It doesn’t seem like an accident that Egypt’s prime minister, Mostafa Madbouly, used to be the country’s housing minister and, before that, the head of the government agency that came up with elaborate, mostly unrealistic urban development plans, including one that reimagined Cairo as Dubai in the Nile Valley. Since President Abdel Fattah el-Sisi took power in a coup in 2013, he has set out to build. Canals, bridges, cities—they are all part of an old school nationalist development agenda redesigned for the 21st century. Taking their cues from recent building sprees in China and the Gulf states, Sisi’s megaprojects are meant to attract foreign investment, buttress his grand ambitions of providing jobs and reviving the economy, and keep the rest of the regime happy, since Egypt’s military is basically building everything. Sisi needs his prime minister to see them through. At least, that was the plan.

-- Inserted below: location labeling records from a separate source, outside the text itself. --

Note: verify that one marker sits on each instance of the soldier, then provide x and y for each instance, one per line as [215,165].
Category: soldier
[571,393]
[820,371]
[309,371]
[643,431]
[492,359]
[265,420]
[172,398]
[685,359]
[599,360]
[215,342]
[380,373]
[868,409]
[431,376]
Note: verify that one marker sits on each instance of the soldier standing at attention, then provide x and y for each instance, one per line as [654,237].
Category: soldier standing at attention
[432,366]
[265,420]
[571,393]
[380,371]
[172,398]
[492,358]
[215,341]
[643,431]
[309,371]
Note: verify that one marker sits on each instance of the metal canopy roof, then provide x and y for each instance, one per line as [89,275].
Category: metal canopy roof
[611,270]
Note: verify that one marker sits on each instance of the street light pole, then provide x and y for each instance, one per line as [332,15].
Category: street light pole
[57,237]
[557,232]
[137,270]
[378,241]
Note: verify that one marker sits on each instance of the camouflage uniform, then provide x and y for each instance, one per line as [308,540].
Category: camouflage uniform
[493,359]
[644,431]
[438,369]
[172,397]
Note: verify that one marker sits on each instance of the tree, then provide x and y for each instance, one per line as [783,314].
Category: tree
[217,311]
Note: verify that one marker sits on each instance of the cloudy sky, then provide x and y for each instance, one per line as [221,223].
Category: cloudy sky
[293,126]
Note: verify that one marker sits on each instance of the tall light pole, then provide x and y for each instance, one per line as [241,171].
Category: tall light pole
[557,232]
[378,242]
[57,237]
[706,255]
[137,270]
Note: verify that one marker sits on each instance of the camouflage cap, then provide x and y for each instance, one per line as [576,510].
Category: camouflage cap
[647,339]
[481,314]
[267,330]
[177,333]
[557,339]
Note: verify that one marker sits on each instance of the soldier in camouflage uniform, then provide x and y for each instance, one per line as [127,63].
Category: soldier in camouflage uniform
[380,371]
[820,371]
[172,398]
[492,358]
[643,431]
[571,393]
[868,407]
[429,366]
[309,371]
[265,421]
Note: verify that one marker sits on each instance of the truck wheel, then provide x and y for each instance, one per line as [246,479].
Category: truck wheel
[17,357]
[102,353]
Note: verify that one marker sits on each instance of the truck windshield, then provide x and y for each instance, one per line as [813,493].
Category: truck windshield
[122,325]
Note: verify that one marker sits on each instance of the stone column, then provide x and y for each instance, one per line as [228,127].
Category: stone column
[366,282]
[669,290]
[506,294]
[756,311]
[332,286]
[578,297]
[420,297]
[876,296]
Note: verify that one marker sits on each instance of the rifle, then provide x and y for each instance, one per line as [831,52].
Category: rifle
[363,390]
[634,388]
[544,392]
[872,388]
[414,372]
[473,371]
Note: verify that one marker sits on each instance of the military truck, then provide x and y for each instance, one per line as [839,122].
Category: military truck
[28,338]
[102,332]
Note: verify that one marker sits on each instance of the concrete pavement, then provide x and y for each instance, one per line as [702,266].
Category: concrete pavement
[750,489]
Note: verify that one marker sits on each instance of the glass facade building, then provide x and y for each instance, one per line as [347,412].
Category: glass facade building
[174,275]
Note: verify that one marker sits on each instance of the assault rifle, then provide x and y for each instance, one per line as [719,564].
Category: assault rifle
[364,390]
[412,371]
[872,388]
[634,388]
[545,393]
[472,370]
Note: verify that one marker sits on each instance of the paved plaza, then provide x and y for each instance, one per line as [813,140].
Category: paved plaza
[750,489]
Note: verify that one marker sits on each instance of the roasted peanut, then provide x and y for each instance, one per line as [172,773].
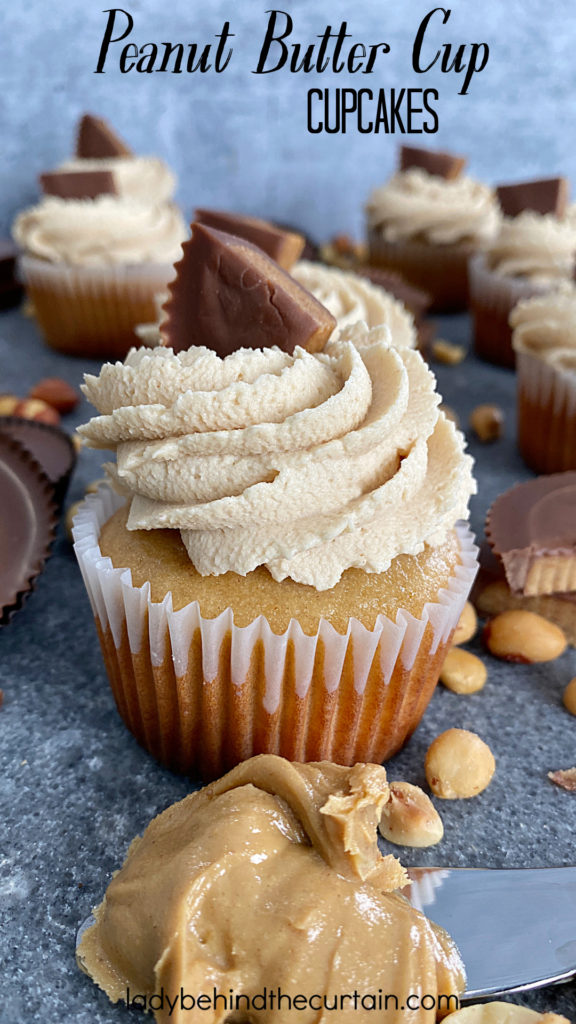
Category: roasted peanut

Four years ago, there was an unnecessary expansion of the Suez Canal, with work done overtime, and at huge cost, to stick to a hasty deadline devised above all to promote Sisi and his “vision” for Egypt. That was soon dwarfed by plans for a new capital—farther outside Cairo than the dozens of other satellite cities that ring its desert edges, including New Cairo, which was built under Hosni Mubarak and still has only a fraction of the residents that its planners once projected. Most of those satellite cities fed rampant and often corrupt real estate speculation under Mubarak, most of it on state-owned land controlled by the military. Sisi picked up where Mubarak left off, promising a new “smart” capital city with a long list of improbable amenities rising in a stretch of vacant desert halfway to the Suez Canal.
But now, Sisi’s grand new city, which already seemed like a boondoggle from the moment it was announced at a 2015 conference for international investors in the Red Sea resort of Sharm el-Sheikh, is running out of money. The project has had various budget estimates, all outlandish and totaling $50 billion or more. The initial Gulf investors, from the United Arab Emirates, were the first ones to back out; then the Chinese did, after committing to a first phase of construction. The Housing Ministry—Prime Minister Madbouly’s former haunt—and the army’s engineers are now in charge.